By Julien Debussche, Jasmien César, Isis De Moortel, Simon Mortier

06-2019

In this concluding article of our series on "Big Data & Issues & Opportunities", we want to start looking beyond the issues and opportunities that were identified in the 17 articles that make up the series. In this context we invite you, reader, to share your view of these issues and opportunities by participating in the survey available here.

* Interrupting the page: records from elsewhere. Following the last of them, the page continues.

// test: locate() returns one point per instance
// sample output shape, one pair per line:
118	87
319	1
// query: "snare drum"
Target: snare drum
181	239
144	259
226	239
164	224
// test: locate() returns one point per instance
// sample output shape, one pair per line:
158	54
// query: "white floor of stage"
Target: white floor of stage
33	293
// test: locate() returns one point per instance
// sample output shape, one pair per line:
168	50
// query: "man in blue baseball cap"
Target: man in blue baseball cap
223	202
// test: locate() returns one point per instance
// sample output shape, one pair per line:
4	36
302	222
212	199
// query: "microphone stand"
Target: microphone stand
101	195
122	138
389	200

Over the course of 17 articles, we have presented a summary of the findings from our research conducted in the LeMO Project concerning legal, ethical and social challenges and opportunities pertaining to big data. Where relevant, the articles have been illustrated with examples from the transport sector, which is the focus of the LeMO Project. These findings had also been published in two reports, namely the 'Report on Legal Issues' and the  'Report on Ethical and Social Issues'. Both are available online at www.lemo-h2020.eu/deliverables/.

Article overview

Key questions raised and addressed throughout the series included questions such as:

  • "do the privacy concepts of the GDPR fit with big data?";
  • "can anonymisation techniques be applied while keeping an acceptable level of predictability and utility of big data analytics?";
  • "is the current legal framework in relation to data ownership satisfactory ?";
  • "what are the main areas in which competition law may have an impact on the use of big data?"; and also
  • "can social differences in access to technology and education or skills lead to data-driven discrimination?".

Through the numerous questions raised and addressed throughout the series, various legal, ethical and social issues and opportunities were identified in relation to big data. The table below offers a succinct summary of the various topics covered by each article.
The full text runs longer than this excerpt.